Автобусная станция была набита битком. Кого там только не было! Одни ждали автобусов, другие просто болтались без дела. Были в этой толпе и индейцы, которые оценивали происходящее своим неподвижным взглядом. Девице наскучила моя болтовня, и она отошла к моряку с его компанией. Долговязый клевал носом на скамейке. Я сел. Полы всех автобусных станций страны одинаковы – они усыпаны окурками, заплеваны, они навевают ту особую грусть, какую чувствуешь только на автобусных станциях. На минуту мне почудилось, что я в Ньюарке, разве что снаружи была та величественная беспредельность, которую я так полюбил. Я сожалел о том, что нарушил чистоту путешествия, о том, что так безрассудно промотал деньги, оставив лишь жалкие гроши, да к тому же попусту терял время, волочась за этой угрюмой девицей. Меня одолевала досада. Однако я давно не ночевал в помещении и слишком устал, чтобы ругаться и волноваться по пустякам, и поэтому стал пристраиваться спать. Свернувшись калачиком на сиденье, я подложил под голову свой парусиновый мешок и под убаюкивающее бормотание и галдеж автовокзала, среди сотен снующих мимо людей, проспал до восьми утра.

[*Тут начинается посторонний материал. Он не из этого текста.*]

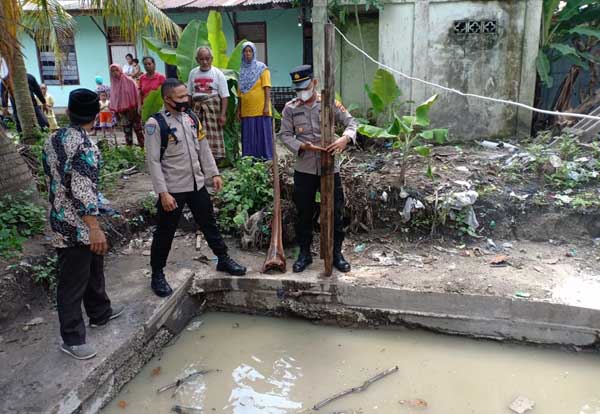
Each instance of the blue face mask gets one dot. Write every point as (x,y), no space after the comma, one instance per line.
(180,106)
(305,95)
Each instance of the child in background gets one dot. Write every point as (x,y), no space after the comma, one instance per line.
(106,117)
(137,71)
(48,109)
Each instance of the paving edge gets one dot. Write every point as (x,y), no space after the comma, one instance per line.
(330,302)
(344,304)
(116,369)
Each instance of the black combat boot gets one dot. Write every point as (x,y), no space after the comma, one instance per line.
(159,284)
(227,264)
(303,261)
(338,259)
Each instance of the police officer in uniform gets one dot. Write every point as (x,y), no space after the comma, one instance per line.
(301,133)
(179,178)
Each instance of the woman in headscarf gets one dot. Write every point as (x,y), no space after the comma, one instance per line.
(125,102)
(254,108)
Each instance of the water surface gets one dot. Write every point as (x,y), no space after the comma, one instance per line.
(276,366)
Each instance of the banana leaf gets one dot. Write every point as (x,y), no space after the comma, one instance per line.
(422,112)
(166,53)
(194,36)
(235,59)
(217,40)
(152,104)
(385,86)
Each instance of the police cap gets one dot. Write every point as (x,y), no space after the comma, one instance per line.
(301,76)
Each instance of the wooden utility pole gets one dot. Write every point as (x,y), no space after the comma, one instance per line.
(327,160)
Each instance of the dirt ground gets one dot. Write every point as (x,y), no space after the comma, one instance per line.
(523,250)
(560,266)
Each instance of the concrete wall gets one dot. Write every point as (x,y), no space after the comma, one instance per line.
(417,38)
(92,59)
(284,44)
(350,80)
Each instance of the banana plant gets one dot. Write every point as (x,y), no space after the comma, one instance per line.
(569,30)
(199,33)
(411,135)
(384,92)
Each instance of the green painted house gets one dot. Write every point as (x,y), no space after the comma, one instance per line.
(282,36)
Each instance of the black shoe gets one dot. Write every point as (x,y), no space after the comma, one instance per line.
(159,284)
(340,263)
(303,261)
(116,311)
(227,264)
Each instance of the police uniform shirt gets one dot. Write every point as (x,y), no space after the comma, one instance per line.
(186,160)
(301,123)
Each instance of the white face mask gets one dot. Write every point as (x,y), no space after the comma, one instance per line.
(305,95)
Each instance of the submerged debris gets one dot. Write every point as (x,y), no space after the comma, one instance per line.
(182,409)
(352,390)
(521,404)
(185,379)
(416,403)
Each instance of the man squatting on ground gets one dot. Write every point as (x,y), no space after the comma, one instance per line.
(301,133)
(70,160)
(178,176)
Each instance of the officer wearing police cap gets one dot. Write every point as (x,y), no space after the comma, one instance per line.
(301,133)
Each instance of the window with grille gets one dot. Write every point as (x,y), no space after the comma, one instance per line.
(257,34)
(65,73)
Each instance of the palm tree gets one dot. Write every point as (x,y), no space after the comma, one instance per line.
(47,22)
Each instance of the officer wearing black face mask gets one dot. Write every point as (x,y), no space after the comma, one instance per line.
(180,162)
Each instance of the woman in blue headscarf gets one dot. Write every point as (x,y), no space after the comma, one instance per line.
(254,108)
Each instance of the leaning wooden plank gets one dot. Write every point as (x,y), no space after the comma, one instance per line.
(354,390)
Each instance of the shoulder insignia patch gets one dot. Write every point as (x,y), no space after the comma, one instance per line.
(339,106)
(201,133)
(150,128)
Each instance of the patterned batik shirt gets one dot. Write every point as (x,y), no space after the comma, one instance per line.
(71,162)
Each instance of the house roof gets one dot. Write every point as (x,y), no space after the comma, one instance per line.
(217,4)
(182,4)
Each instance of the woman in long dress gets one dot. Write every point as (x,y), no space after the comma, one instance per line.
(125,102)
(254,108)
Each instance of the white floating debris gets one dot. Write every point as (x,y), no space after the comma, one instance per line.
(521,404)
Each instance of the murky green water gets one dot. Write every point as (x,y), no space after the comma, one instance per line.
(273,366)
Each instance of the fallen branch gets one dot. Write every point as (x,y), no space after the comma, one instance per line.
(183,380)
(127,171)
(358,389)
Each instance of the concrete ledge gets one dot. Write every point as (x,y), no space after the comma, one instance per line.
(462,314)
(124,362)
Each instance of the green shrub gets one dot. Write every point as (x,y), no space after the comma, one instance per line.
(115,159)
(247,190)
(19,219)
(44,273)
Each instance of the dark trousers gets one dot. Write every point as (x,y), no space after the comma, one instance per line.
(202,210)
(80,278)
(305,189)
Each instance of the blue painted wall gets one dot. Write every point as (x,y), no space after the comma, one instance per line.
(284,48)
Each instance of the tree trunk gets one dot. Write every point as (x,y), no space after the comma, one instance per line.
(14,173)
(29,124)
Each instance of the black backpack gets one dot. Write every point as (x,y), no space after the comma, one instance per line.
(165,130)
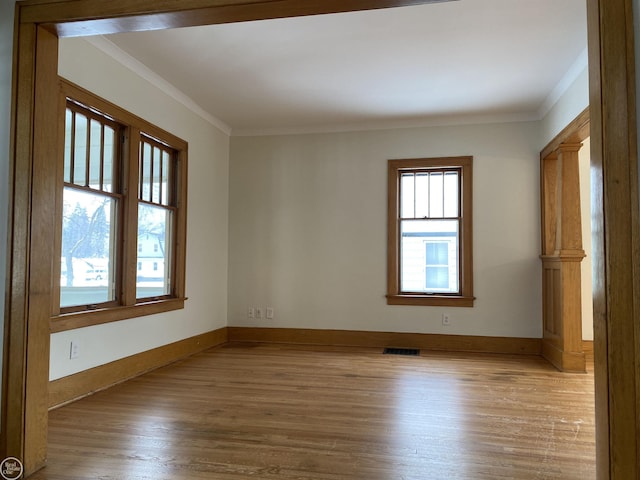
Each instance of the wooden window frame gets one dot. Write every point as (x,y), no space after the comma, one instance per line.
(394,294)
(127,305)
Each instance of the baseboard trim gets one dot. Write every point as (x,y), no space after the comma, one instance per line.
(453,343)
(82,384)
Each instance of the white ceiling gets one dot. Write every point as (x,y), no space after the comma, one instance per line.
(434,63)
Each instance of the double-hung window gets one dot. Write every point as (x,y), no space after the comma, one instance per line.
(122,208)
(430,232)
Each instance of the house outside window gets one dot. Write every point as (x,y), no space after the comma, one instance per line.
(430,232)
(123,183)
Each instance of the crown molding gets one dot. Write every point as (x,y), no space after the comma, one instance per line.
(156,80)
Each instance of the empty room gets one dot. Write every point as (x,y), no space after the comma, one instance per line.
(353,244)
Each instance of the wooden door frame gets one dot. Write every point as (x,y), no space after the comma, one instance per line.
(615,193)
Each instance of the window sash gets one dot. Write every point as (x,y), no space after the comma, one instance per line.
(403,176)
(114,132)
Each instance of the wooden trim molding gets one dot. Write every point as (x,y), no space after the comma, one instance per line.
(453,343)
(82,384)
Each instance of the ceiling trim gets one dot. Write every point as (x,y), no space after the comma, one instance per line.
(575,70)
(156,80)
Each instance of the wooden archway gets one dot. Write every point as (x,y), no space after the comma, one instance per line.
(562,250)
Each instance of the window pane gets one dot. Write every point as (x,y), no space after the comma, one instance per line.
(407,195)
(436,191)
(80,151)
(451,194)
(426,245)
(95,155)
(88,248)
(437,253)
(157,160)
(67,145)
(145,172)
(154,255)
(109,159)
(422,195)
(437,278)
(166,178)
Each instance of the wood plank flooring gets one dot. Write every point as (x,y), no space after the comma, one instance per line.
(284,412)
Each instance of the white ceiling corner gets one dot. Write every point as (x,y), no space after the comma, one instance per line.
(465,61)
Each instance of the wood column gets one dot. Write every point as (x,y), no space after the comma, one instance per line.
(561,258)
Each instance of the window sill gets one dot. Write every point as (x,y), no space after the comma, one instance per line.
(86,318)
(431,300)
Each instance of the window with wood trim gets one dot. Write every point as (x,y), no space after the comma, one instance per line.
(122,214)
(430,232)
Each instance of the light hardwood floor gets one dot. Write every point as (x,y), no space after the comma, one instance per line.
(285,412)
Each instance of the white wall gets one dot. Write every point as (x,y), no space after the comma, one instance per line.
(308,229)
(566,109)
(206,282)
(6,56)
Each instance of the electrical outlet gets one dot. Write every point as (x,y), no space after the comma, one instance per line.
(74,350)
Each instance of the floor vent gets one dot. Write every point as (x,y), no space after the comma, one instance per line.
(402,351)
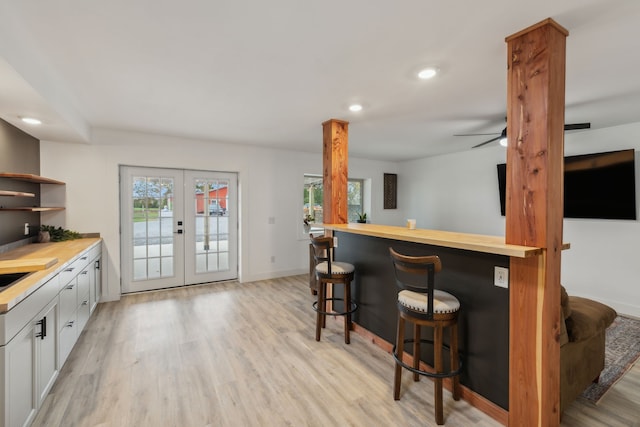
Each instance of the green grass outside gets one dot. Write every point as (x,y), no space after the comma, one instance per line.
(142,214)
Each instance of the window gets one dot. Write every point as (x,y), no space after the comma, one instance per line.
(313,194)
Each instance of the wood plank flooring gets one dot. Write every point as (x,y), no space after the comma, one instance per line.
(230,354)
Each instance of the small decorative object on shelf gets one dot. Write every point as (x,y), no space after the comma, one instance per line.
(44,237)
(59,234)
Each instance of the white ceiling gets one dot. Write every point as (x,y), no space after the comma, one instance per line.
(269,73)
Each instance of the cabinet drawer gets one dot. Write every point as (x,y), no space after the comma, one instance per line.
(84,311)
(68,274)
(68,301)
(67,338)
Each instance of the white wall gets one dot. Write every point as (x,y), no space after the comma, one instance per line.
(270,185)
(459,192)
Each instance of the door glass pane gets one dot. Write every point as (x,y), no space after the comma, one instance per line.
(153,239)
(211,223)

Проснулся я с сильной головной болью. Долговязый исчез – наверно, уехал в Монтану. Я вышел наружу. И там, в лазурном воздухе, я в первый раз увидел вдалеке громадные заснеженные вершины Скалистых гор. Я глубоко вздохнул. Мне немедленно надо было в Денвер. Первым делом я позавтракал, весьма скромно – тост, кофе и яйцо, а потом пустился наутек из города, стремясь скорее попасть на шоссе. Праздник Дикого Запада все продолжался: шло родео, с минуты на минуту должны были возобновиться прыжки и гиканье. Но для меня все это было уже позади. Мне хотелось повидать свою денверскую шайку. Перейдя по мостику железную дорогу, я добрался до скопления лачуг у развилки двух шоссе – оба вели в Денвер. Выбрав ближайшее к горам, чтобы как следует их разглядеть, я принялся голосовать в этом направлении. Меня сразу же подобрал молодой парень из Коннектикута, который ездил на своей колымаге по стране и рисовал с натуры. Он был сыном издателя с Востока. Болтал он без умолку. От выпитого и от высоты меня тошнило. Один раз мне едва не пришлось высунуться в окошко. Но еще до того, как он высадил меня в Лонгмонте, Колорадо, я вновь почувствовал себя нормально и даже принялся рассказывать ему о своих собственных путешествиях. Он пожелал мне удачи.

В Лонгмонте было просто чудесно. Под громадным старым деревом я углядел ухоженный зеленый газончик, принадлежавший бензоколонке, и попросил у служителя разрешения там вздремнуть. Возражений не последовало, и я расстелил шерстяную рубашку, улегся на нее ничком, выставив наружу локоть и, на мгновение увидав одним глазом согретые жаркими лучами солнца заснеженные Скалистые горы, провалился в сон. Чудеснейшим образом я проспал два часа, разве что изредка меня беспокоили колорадские муравьи. Вот я и в Колорадо! Я ликовал. Черт подери! Черт подери! Черт подери! Я почти у цели! И после освежающего сна, заполненного беспорядочными образами из прошедшей моей жизни на Востоке, я встал, умылся в туалете бензоколонки и в прекрасном расположении духа зашагал прочь. В придорожной закусочной я немного охладил свой разгоряченный, измученный желудок стаканом густого жирного молочного коктейля.